Gaston lui baisa la main avec une grâce qui lui donna encore à réfléchir.

— Madame, reprit-il avec une toute légère nuance de moquerie qui acheva de renverser la princesse, voulez-vous que je vous rende un second et bien plus signalé service ?

— Lequel Gaston ?

— Voulez-vous que j’aille dans la chambre voisine prendre langue auprès de M. d’Arnheim lui-même ?

— Et lui demander s’il est le chevalier Ténèbre !… ricana la princesse.

— Le savoir sans le demander, madame, rectifia Gaston.

La princesse lui secoua la main et attira son oreille tout contre sa bouche.

— Si tu fais cela, Gaston, dit-elle, je te donne un tilbury pareil à celui de ton frère !

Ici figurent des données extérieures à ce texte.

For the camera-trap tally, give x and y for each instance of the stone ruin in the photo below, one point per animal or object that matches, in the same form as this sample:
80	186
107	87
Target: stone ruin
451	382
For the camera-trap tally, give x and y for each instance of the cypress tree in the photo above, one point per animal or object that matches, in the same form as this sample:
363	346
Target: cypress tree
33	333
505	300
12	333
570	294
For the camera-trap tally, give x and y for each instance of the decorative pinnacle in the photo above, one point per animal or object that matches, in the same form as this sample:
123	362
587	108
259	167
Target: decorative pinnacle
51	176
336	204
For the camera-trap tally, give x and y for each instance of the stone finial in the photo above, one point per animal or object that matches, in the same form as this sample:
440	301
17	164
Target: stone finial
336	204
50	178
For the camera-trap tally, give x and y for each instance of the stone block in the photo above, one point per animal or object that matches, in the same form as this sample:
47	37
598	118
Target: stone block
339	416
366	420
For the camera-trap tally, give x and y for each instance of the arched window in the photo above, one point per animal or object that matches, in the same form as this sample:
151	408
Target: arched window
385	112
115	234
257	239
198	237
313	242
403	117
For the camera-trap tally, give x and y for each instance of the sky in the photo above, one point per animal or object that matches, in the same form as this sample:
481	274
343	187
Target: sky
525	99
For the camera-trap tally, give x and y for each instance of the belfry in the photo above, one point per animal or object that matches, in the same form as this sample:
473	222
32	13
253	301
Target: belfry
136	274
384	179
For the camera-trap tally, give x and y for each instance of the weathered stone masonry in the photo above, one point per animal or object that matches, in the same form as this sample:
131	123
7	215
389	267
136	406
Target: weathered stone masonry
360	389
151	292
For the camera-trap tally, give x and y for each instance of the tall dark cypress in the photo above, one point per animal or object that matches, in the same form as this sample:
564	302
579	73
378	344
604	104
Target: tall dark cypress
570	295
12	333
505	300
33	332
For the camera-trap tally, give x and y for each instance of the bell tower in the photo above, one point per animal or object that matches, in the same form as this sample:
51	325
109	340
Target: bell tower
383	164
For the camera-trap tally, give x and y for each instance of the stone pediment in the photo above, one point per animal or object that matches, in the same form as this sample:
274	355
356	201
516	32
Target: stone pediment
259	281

— Je préfère autre chose, madame, prononça gravement le jeune marquis.

— Quoi donc ? voyons ! parle !

— Promesse solennelle, répondit Gaston de ne point me parler de ma cousine Émerance pendant six semaines.

La princesse montra en un rire franc ses dents qui étaient encore très belles.

— Monsieur le marquis, dit-elle, je vous défends d’avoir trop d’esprit ! car il faut qu’il y ait en tout ceci une baguette de fée !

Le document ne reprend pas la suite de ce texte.